Marwan Abado Longa Vienna Gramola

Longa Vienna
Marwan Abado & Ensemble
rec. 2023, Niederkreuzstetten, Austria
Gramola 99309 [42]

Imagine sitting in a Marrakesh tea shop, sipping mint tea and listening to local musicians perform. The music would be popular with the clientele, sometimes improvised, sometimes composed (and then in some musical notation in front of the players). This might be your impression when you listen to this disc – although these musicians are not from Morocco.

Marwan Abado, whose compositions we experience here, says in his booklet essay that he has spent over forty years in Vienna but came from Beirut. He left at eighteen due to the war which made the city an unstable place for free-lance musicians. He has been writing music, playing with a group of like-minded musicians, and has ‘continued to cultivate the Arab instrumental music tradition’. Longa ‘is the name of an oriental musical form brought from the Ottoman empire […] around the middle of the eighteenth century’.

The booklet has a beautiful photo of the group and its various instruments. Abado sings on a number of tracks, and plays the oud. (The word al-ʕūd –“wood” in Arabic – is the origin of the name “lute’.) Maciej Golebiowski, who plays clarinets, features notably on the mostly improvised track 6 Taqsim in Maqam “Rast Yakah”. (Here, taqsim means improvisation, maqam a melody type, and RastYakah is a scale.) Arnulf Lindner plays bass guitar, Peter Rosmanith percussion.
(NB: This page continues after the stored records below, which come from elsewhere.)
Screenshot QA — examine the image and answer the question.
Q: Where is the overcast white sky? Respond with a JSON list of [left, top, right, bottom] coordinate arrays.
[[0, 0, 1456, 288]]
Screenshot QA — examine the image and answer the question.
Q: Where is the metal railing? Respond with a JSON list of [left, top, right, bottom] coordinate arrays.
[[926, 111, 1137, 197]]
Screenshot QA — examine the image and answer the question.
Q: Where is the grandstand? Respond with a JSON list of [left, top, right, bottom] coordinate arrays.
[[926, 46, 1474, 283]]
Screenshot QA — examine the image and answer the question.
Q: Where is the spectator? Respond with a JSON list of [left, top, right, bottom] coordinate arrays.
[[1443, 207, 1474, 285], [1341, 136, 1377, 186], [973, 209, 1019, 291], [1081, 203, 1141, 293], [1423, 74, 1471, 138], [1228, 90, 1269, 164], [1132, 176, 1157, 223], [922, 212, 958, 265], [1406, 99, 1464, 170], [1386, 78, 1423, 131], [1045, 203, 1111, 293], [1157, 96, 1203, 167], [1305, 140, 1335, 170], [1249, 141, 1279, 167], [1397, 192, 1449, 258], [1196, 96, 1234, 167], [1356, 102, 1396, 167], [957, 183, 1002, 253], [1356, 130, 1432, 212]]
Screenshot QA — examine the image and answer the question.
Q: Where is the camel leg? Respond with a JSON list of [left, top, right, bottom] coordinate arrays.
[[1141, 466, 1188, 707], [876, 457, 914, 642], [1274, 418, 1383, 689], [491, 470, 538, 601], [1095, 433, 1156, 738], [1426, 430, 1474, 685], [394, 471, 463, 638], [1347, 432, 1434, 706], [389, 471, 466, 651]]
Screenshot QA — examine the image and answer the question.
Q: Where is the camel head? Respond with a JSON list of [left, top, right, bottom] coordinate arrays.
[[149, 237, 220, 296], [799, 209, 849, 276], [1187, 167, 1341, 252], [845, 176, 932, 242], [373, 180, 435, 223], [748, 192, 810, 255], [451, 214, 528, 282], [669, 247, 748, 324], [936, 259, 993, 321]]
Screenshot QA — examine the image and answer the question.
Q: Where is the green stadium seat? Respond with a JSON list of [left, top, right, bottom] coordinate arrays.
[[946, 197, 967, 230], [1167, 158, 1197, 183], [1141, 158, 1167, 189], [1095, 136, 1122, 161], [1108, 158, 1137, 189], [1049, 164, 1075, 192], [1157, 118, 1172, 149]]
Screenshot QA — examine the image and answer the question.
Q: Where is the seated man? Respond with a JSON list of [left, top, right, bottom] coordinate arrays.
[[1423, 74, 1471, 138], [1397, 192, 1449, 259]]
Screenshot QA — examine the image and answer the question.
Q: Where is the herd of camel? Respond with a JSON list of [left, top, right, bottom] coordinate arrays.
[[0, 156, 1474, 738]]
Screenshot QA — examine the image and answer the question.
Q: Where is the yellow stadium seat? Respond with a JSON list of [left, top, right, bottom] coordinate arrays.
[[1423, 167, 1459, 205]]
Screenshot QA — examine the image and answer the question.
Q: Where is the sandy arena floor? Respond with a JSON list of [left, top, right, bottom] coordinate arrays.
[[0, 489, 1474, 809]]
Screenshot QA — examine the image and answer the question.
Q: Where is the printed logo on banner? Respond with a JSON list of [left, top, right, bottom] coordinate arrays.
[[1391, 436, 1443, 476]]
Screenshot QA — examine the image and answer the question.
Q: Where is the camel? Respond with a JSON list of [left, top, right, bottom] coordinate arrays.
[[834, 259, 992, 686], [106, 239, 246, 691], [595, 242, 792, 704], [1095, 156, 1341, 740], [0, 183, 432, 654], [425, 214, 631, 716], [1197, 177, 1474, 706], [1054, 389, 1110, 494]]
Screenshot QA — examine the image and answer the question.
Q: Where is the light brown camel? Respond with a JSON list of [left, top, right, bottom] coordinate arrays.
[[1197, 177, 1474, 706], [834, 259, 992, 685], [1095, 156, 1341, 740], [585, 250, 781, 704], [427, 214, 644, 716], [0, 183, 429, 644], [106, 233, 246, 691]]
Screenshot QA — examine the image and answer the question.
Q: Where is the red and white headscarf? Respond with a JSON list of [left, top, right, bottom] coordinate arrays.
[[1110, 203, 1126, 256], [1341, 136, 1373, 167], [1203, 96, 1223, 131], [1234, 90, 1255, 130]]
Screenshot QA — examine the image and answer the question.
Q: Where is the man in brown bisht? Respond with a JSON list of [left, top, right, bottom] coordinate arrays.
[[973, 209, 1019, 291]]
Dima Orsho supplies a female voice, with a lovely, lyrical tone – added just before the recording was made. We hear her on track 4, Oh God of Rain, a setting of a Palestinian text on farming. Other vocal pieces are on track 1, If it be granted, and on track 8 A simple Arab, with words by Samih al-QasimAll texts appear in the original language and in an English translation.

Peter Rosmanith wrote another brief essay. He came to Arabic music for the first time only after his initial association with Abado. He tells us how happy the group were to discover Maciej Golebiowski, whose playing ‘moves between klezmer, classical and jazz’, as we can clearly hear.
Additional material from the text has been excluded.